例年なら近所でやってるバーベキューの匂いが風に乗ってただよってくるのですが、それもほとんどなかったように思います。

で、「今週の土曜日はやるぞ」 と家族に提案したのですが、各人残業だの友だちと約束があるだのと・・・ダメ。
「このままでは一度もジンギスカンをやらずに雪が降る」 と焦り捲くっていたボクは 「ひとりジンギスカン」 を決行したのであります。

まぁ~見方によっては惨めですが、一度もやらずに冬を迎え後悔するよりはマシ。
それに一人だと自分が焼いた肉は自分が食べれるし、久しぶりの野外パーティはなかなかのものでした。

で、食べ終えた後は、恒例の「実験」が待っています。

残り火に、炭を追加して「黒曜石」を入れて焼くのです。
通常炭火の温度は800℃位、ドライヤーと団扇で酸素をおくり1000℃近くまで上げると「黒曜石はどうなるか?」の実験。

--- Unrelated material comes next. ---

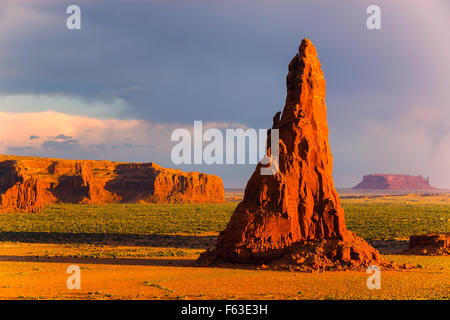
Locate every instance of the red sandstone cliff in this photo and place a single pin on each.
(28, 183)
(394, 182)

これを始める頃には、ほとんどほろ酔い状態になっていますが・・・
何年か前初めて実験した時には、変貌した黒曜石の姿を見て 「目が点」 になり酔いも覚めました。

えぇぇ~ なんでこうなるの


何時も上手くいくとはかぎりません。
熱でバラバラに炸裂してしまうこともありますが・・・今回はバッチリ・・・大成功グッド

見てやって下さい!   「1000℃で熱した黒曜石」



    実験に使った小さな黒曜石
            
原石1




     炭火の中に入れおよそ30分・・・石は真っ赤になり やがて・・・
                     
          炭火






                     ブクブクと膨れ、静かに冷やすと
                                
             発砲した黒曜石
信じてもらえないかも知れませんが、小さな原石は5倍以上に膨れ、ふんわりととっても軽く・・・「マシュマロ」みたいになっちゃうのです。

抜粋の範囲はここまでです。